Embora esta fosse sua área principal de pesquisa, a professora Regner não se interessava apenas pelo darwinismo. Também o pensamento de Aristóteles era tema de seu interesse, levando-a a promover um encontro muito frutífero entre o pensamento filosófico clássico e as preocupações contemporâneas. Já a partir da primeira década do século XXI, Anna Carolina trabalhou com seriedade temas relacionados ao exercício da racionalidade e da controvérsia, ocasião em que trouxe a contribuição de Marcelo Dascal para examinar certas características da estrutura argumentativa darwiniana. De um modo geral, uma consulta ao Currículo Lattes da professora mostra a amplitude e a solidez filosófica de seus interesses.

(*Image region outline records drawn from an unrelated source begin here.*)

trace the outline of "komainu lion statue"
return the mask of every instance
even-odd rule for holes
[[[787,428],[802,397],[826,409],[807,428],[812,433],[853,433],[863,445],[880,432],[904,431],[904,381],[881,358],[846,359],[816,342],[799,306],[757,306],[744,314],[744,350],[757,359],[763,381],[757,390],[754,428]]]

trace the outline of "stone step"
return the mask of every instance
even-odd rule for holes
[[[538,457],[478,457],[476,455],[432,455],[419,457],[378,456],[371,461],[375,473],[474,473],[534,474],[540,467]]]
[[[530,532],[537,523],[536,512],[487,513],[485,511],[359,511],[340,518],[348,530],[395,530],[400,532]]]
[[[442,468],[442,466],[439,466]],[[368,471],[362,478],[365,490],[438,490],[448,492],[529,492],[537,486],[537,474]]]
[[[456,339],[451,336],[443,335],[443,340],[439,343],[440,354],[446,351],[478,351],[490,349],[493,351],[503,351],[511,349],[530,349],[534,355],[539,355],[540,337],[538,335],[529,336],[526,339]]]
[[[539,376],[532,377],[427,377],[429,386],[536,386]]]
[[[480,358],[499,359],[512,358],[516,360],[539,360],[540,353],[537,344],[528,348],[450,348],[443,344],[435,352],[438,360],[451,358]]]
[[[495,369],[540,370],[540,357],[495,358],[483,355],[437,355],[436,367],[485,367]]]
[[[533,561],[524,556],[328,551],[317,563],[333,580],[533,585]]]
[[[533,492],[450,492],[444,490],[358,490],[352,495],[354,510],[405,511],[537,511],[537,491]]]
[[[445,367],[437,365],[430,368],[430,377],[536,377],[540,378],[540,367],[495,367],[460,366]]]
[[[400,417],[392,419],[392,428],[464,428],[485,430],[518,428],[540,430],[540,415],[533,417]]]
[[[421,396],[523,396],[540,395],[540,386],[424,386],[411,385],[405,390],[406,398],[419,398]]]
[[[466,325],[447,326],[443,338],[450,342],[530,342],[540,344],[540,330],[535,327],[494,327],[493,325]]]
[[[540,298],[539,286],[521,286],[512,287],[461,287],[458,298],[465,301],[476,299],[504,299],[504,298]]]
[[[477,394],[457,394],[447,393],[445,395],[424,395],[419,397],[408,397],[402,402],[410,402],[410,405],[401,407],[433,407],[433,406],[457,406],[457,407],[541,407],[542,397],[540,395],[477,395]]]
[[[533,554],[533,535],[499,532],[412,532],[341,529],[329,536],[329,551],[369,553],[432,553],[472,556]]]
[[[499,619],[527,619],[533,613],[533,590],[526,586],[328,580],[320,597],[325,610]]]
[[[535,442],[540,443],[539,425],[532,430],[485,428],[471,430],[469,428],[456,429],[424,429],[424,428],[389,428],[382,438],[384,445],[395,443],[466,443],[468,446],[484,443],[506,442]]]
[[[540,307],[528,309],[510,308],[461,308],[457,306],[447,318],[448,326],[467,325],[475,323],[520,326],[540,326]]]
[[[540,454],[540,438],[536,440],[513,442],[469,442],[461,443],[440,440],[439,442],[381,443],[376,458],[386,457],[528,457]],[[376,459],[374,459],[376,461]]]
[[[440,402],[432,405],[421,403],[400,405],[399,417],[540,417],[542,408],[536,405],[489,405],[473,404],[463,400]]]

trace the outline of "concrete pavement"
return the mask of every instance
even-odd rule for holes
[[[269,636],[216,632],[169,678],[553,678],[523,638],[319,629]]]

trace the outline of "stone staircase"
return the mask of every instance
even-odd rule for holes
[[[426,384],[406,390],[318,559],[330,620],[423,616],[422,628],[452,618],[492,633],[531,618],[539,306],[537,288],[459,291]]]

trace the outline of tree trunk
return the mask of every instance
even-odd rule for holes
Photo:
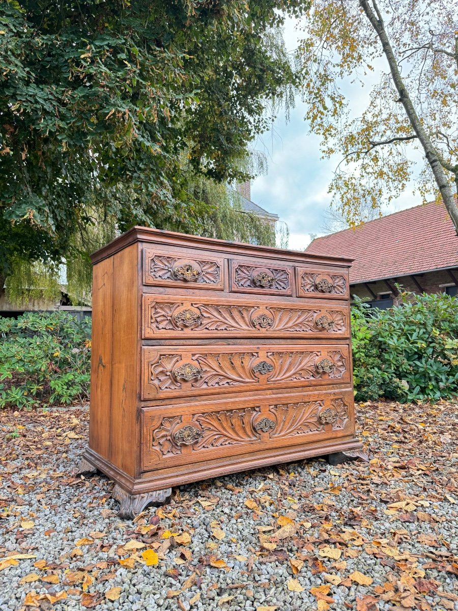
[[[382,46],[385,56],[388,60],[394,86],[399,94],[399,100],[405,110],[405,113],[410,122],[412,129],[421,143],[426,159],[432,170],[437,186],[439,188],[440,194],[442,196],[442,200],[445,205],[447,211],[450,215],[453,224],[455,225],[457,235],[458,235],[458,205],[457,205],[453,190],[447,179],[447,176],[442,167],[437,152],[434,148],[431,138],[428,136],[426,130],[421,125],[421,122],[416,114],[412,100],[405,89],[404,80],[401,76],[401,73],[398,67],[398,62],[388,40],[388,35],[385,29],[385,24],[377,5],[376,0],[371,0],[371,1],[375,10],[375,13],[369,5],[369,0],[359,0],[360,6],[364,11],[366,16],[377,32],[377,35],[382,43]],[[456,172],[455,180],[457,181],[457,179]],[[457,184],[458,185],[458,182]]]

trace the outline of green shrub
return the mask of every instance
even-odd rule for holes
[[[448,295],[401,294],[388,310],[352,308],[356,397],[402,401],[458,394],[458,300]],[[378,395],[378,396],[377,396]]]
[[[65,312],[0,318],[0,408],[87,400],[90,324]]]

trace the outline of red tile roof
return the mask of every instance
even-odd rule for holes
[[[444,205],[430,202],[316,238],[306,252],[355,259],[355,284],[458,267],[458,236]]]

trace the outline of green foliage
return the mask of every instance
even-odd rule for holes
[[[0,280],[67,262],[78,301],[89,254],[115,228],[236,232],[236,209],[219,213],[196,183],[252,175],[250,142],[293,99],[280,28],[304,4],[3,2]],[[264,229],[256,240],[270,243]]]
[[[436,401],[458,394],[458,300],[401,295],[388,310],[352,308],[357,400]]]
[[[0,318],[0,408],[87,400],[90,323],[63,312]]]

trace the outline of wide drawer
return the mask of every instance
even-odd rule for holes
[[[222,291],[224,258],[144,249],[143,281],[157,286]]]
[[[351,390],[145,408],[142,469],[332,439],[354,432]]]
[[[298,297],[347,299],[348,275],[335,271],[296,267]]]
[[[144,399],[350,381],[347,345],[143,348]]]
[[[316,304],[144,295],[145,338],[347,337],[348,309]]]

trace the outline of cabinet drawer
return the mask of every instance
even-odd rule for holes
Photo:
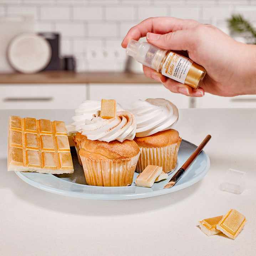
[[[255,108],[256,96],[242,95],[235,97],[221,97],[205,93],[196,99],[196,107],[204,108]]]
[[[0,109],[73,109],[86,98],[85,85],[0,86]]]
[[[133,101],[138,99],[144,100],[148,98],[166,99],[173,102],[178,108],[189,107],[189,97],[174,93],[160,84],[94,84],[89,86],[90,99],[113,99],[124,108],[127,107]]]

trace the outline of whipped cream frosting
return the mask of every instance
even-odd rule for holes
[[[117,140],[122,142],[126,139],[132,140],[135,137],[136,126],[134,116],[122,110],[117,104],[115,118],[105,119],[99,116],[101,102],[85,101],[76,110],[72,125],[91,140],[107,142]]]
[[[136,119],[136,137],[145,137],[170,129],[179,118],[176,106],[164,99],[137,101],[129,109]]]

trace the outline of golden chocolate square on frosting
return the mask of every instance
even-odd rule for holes
[[[101,117],[105,119],[114,118],[117,115],[117,103],[114,99],[101,100]]]

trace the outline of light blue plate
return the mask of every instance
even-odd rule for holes
[[[143,198],[171,193],[191,186],[201,180],[210,168],[210,159],[204,151],[201,152],[175,186],[171,188],[163,189],[196,148],[194,144],[183,140],[179,150],[178,163],[175,170],[169,175],[168,180],[155,183],[150,188],[135,185],[134,181],[138,175],[136,173],[134,175],[133,183],[128,186],[101,187],[85,185],[83,171],[78,163],[73,147],[71,148],[75,168],[73,174],[54,175],[36,173],[15,172],[21,179],[34,186],[69,196],[106,200]]]

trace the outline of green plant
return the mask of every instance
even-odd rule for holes
[[[231,32],[238,34],[249,33],[251,35],[256,44],[256,29],[250,22],[240,14],[234,14],[227,20],[229,27]]]

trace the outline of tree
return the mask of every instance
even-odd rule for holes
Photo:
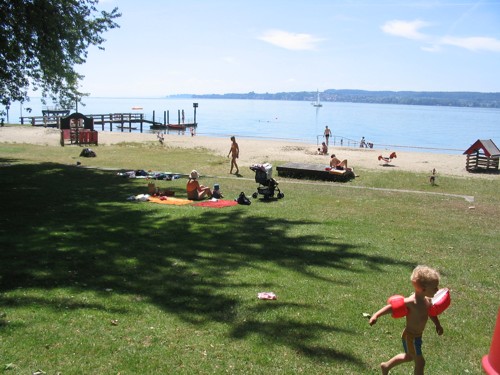
[[[62,106],[82,96],[75,71],[88,48],[105,42],[102,34],[120,27],[118,8],[97,10],[99,0],[0,0],[0,102],[29,101],[41,90]]]

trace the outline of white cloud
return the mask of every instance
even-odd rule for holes
[[[493,51],[500,52],[500,40],[489,37],[444,37],[440,41],[441,44],[446,44],[455,47],[466,48],[471,51]]]
[[[387,21],[382,26],[382,31],[387,34],[400,36],[403,38],[408,38],[413,40],[423,40],[426,38],[426,35],[422,34],[419,30],[429,25],[430,25],[429,23],[420,20],[415,20],[415,21],[393,20],[393,21]]]
[[[400,21],[393,20],[387,21],[382,27],[382,31],[394,36],[399,36],[402,38],[419,40],[428,43],[427,45],[421,47],[422,50],[427,52],[438,52],[442,50],[442,46],[454,46],[459,48],[465,48],[470,51],[492,51],[500,52],[500,40],[490,37],[435,37],[428,34],[423,34],[419,30],[423,27],[429,26],[430,24],[421,21]]]
[[[310,34],[296,34],[282,30],[269,30],[259,37],[259,39],[294,51],[313,50],[323,40]]]

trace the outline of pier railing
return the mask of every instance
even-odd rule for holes
[[[123,131],[139,130],[144,131],[144,125],[150,125],[153,130],[186,130],[186,128],[196,127],[195,122],[177,120],[176,123],[170,123],[169,113],[165,111],[163,118],[157,117],[153,111],[153,115],[148,117],[144,113],[106,113],[106,114],[90,114],[86,115],[94,120],[94,128],[101,127],[102,130],[113,128]],[[46,116],[23,116],[20,117],[21,124],[30,124],[32,126],[55,127],[60,128],[61,118],[64,116],[46,115]],[[137,128],[139,126],[139,129]],[[149,130],[149,129],[148,129]]]

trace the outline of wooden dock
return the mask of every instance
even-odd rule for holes
[[[355,177],[350,170],[329,170],[324,165],[287,163],[276,168],[278,176],[309,180],[347,182]]]
[[[51,128],[60,128],[61,118],[65,116],[59,114],[50,114],[45,116],[23,116],[20,117],[21,124],[31,124],[32,126],[43,126]],[[157,121],[155,119],[155,114],[153,112],[152,119],[146,119],[143,113],[108,113],[108,114],[90,114],[86,115],[94,120],[94,128],[101,128],[103,131],[105,128],[109,128],[109,131],[114,129],[118,131],[128,131],[139,130],[141,133],[144,131],[144,127],[149,125],[150,130],[164,130],[167,132],[177,131],[178,133],[184,133],[188,128],[196,128],[198,124],[196,122],[171,124],[168,121],[168,111],[164,112],[163,122]],[[113,129],[114,128],[114,129]]]

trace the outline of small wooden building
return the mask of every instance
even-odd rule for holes
[[[497,172],[500,150],[491,139],[478,139],[465,152],[468,172]]]
[[[81,113],[73,113],[61,119],[61,146],[70,144],[97,145],[98,133],[94,130],[94,119]]]

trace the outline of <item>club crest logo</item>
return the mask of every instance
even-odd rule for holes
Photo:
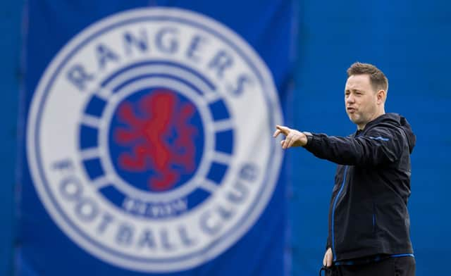
[[[75,37],[30,106],[38,195],[82,249],[142,272],[200,265],[235,244],[274,189],[282,115],[272,77],[221,23],[131,10]]]

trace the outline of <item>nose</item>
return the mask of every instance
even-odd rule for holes
[[[349,96],[347,96],[347,98],[346,98],[346,101],[345,101],[345,102],[346,102],[346,104],[354,104],[354,100],[355,100],[355,99],[354,99],[354,96],[352,96],[352,94],[351,94],[350,95],[349,95]]]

Por fim, cabe aqui também mencionar também a capacidade da mestra em organizar Encontros acadêmicos, de âmbito nacional e mesmo internacional. Tempos depois de minha saída da universidade, soube que Anna Carolina organizou o I Encontro de Filosofia e História das Ciências do Cone Sul, em 1998, na UFRGS, com todo o imenso trabalho organizativo que um evento deste porte envolve.

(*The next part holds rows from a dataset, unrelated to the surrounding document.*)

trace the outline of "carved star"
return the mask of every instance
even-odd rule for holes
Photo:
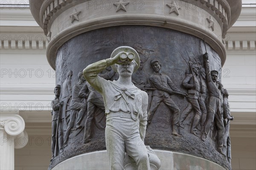
[[[214,31],[214,21],[212,19],[212,16],[210,16],[209,18],[207,18],[207,21],[209,23],[209,28],[211,28],[212,31]]]
[[[125,8],[125,6],[128,5],[128,4],[129,4],[128,2],[123,2],[121,0],[119,1],[119,3],[114,3],[114,5],[116,6],[116,12],[117,12],[120,9],[122,9],[126,12],[126,8]]]
[[[173,1],[172,4],[167,4],[166,5],[171,8],[171,11],[170,11],[169,14],[174,12],[177,15],[179,15],[180,14],[179,13],[178,9],[180,8],[180,7],[178,6],[175,1]]]
[[[46,36],[46,38],[48,41],[48,42],[50,42],[51,40],[51,36],[52,36],[52,32],[50,31],[49,31],[48,33],[47,34]]]
[[[70,15],[70,17],[71,18],[71,23],[73,23],[75,20],[79,21],[79,18],[78,15],[81,12],[81,11],[76,11],[76,9],[74,9],[74,12]]]

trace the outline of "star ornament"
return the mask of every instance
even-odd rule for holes
[[[175,3],[175,1],[173,1],[172,4],[167,4],[166,6],[171,8],[171,11],[170,11],[169,14],[174,12],[177,15],[179,15],[180,14],[179,13],[178,10],[180,9],[180,7],[178,6]]]
[[[71,23],[73,23],[75,20],[79,21],[79,18],[78,15],[81,12],[81,11],[77,12],[75,9],[74,11],[74,12],[70,15],[70,17],[71,18]]]
[[[212,16],[210,16],[209,18],[207,18],[206,19],[209,23],[209,28],[211,28],[212,30],[214,31],[214,21],[212,19]]]
[[[124,2],[122,1],[120,1],[119,3],[114,3],[114,5],[116,6],[116,12],[117,12],[120,9],[122,9],[126,12],[126,8],[125,8],[125,6],[128,4],[129,3],[128,2]]]

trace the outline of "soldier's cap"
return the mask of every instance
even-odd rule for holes
[[[122,51],[126,53],[132,53],[134,55],[134,60],[137,63],[137,65],[135,66],[134,72],[136,72],[138,69],[138,68],[139,68],[139,67],[140,66],[140,57],[139,56],[138,53],[137,51],[136,51],[136,50],[135,50],[134,48],[128,46],[121,46],[120,47],[117,47],[115,49],[114,51],[113,51],[113,52],[112,52],[112,54],[111,54],[111,57],[113,58],[118,53]],[[114,71],[117,72],[117,68],[116,68],[115,64],[112,65],[111,67]]]
[[[217,74],[217,75],[218,74],[218,71],[217,71],[216,70],[212,70],[211,71],[211,75],[212,75],[213,73],[216,73]]]
[[[154,63],[156,62],[160,62],[159,61],[159,60],[158,60],[157,59],[153,59],[152,60],[150,61],[150,65],[153,65]]]
[[[57,85],[55,88],[61,88],[61,85]]]
[[[83,75],[83,71],[80,71],[79,73],[78,73],[78,77],[80,77],[81,75]]]
[[[67,76],[70,76],[70,75],[73,75],[73,71],[72,71],[72,70],[69,70],[67,72]]]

Infelizmente, não pude prosseguir meus estudos em filosofia. Pressões da vida me fizeram mudar de local de moradia, e dedicar-me a atividades distantes da graduação. Mas sempre me lembro com muita estima de alguns mestres e mestras que modificaram minha visão de mundo. Anna Carolina Regner foi uma delas. Que tenha longa vida sua obra.